Pensava ad Andrea, a quel suo cucinare sghembo. Lo vedeva là, in cucina, in piedi, con le ciabatte e il grembiule sozzo. Era allegro, le raccontava, quando sapeva che lei andava lì con lui. Parlava sciolto, senza seguire un senso, e di solito faceva tutto lui: cucinare, servire, sparecchiare, lavare i piatti.
E pensava alla cena a casa dei genitori, così formale, anche se calda e accogliente.

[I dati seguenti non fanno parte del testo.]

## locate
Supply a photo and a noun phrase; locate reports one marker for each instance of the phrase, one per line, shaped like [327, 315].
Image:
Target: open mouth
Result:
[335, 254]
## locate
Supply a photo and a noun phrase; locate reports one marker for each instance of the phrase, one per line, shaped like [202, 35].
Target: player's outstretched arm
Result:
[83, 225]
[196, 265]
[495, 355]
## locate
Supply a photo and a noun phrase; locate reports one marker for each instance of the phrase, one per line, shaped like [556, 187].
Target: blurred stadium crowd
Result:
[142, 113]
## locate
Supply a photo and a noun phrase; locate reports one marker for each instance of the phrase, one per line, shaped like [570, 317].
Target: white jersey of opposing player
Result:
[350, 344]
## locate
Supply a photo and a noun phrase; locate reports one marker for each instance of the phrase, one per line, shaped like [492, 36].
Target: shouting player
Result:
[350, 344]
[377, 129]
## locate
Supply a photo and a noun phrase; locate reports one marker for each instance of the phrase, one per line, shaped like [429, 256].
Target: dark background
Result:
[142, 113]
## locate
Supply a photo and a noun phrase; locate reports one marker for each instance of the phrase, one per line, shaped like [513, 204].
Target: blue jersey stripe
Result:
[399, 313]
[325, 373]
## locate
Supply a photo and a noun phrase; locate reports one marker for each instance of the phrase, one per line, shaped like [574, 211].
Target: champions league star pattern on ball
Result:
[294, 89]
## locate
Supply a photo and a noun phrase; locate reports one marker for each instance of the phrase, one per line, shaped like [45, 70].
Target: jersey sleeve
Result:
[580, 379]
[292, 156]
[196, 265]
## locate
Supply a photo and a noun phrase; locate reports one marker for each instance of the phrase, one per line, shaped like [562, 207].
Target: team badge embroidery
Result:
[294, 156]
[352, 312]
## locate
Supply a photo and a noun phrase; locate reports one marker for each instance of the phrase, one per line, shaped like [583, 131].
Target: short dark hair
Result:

Passava davanti ad un cartellone che raffigurava una ragazza in mutande e reggiseno. Lo guardò senza vederlo.
Frugò nella borsa con le dita agili.
Estrasse il cellulare.

sì, pronto.”
ciao Andrea, sono io. Scusa, ma volevo avvisarti che stasera non vengo”
e me lo dici solo adesso che è quasi pronto? Ma è successo qualcosa?, ti sento strana”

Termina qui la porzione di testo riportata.